A comprehensive evaluation of predictive performance of 33 species distribution models at species and community levels
Norberg, Anna; Abrego, Nerea; Blanchet, F. Guillaume; Adler, Frederick R.; Anderson, Barbara J.; Anttila, Jani; Araújo, Miguel B.; Dallas, Tad; Dunson, David; Elith, Jane; Foster, Scott D.; Fox, Richard; Franklin, Janet; Godsoe, William; Guisan, Antoine; OHara, Robert Brian; Hill, Nicole A.; Holt, Robert D.; Hui, Francis K.C.; Husby, Magne; Kålås, John Atle; Lehikoinen, Aleksi; Luoto, Miska; Mod, Heidi K.; Newell, Graeme; Renner, Ian; Roslin, Tomas; Soininen, Janne; Thuiller, Wilfried; Vanhatalo, Jarno; Warton, David; White, Matt; Zimmermann, Niklaus E; Gravel, Dominique; Ovaskainen, Otso
Journal article, Peer reviewed
MetadataShow full item record
Original versionEcological Monographs. 2019, 89:e01370 (3), 1-24. 10.1002/ecm.1370
A large array of species distribution model (SDM) approaches has been developed for explaining and predicting the occurrences of individual species or species assemblages.
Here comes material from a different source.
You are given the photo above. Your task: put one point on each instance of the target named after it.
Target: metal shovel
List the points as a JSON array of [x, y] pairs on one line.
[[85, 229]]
Given the wealth of existing models, it is unclear which models perform best for interpolation or extrapolation of existing data sets, particularly when one is concerned with species assemblages. We compared the predictive performance of 33 variants of 15 widely applied and recently emerged SDMs in the context of multispecies data, including both joint SDMs that model multiple species together, and stacked SDMs that model each species individually combining the predictions afterward. We offer a comprehensive evaluation of these SDM approaches by examining their performance in predicting withheld empirical validation data of different sizes representing five different taxonomic groups, and for prediction tasks related to both interpolation and extrapolation. We measure predictive performance by 12 measures of accuracy, discrimination power, calibration, and precision of predictions, for the biological levels of species occurrence, species richness, and community composition. Our results show large variation among the models in their predictive performance, especially for communities comprising many species that are rare. The results do not reveal any major trade‐offs among measures of model performance; the same models performed generally well in terms of accuracy, discrimination, and calibration, and for the biological levels of individual species, species richness, and community composition. In contrast, the models that gave the most precise predictions were not well calibrated, suggesting that poorly performing models can make overconfident predictions. However, none of the models performed well for all prediction tasks. As a general strategy, we therefore propose that researchers fit a small set of models showing complementary performance, and then apply a cross‐validation procedure involving separate data to establish which of these models performs best for the goal of the study.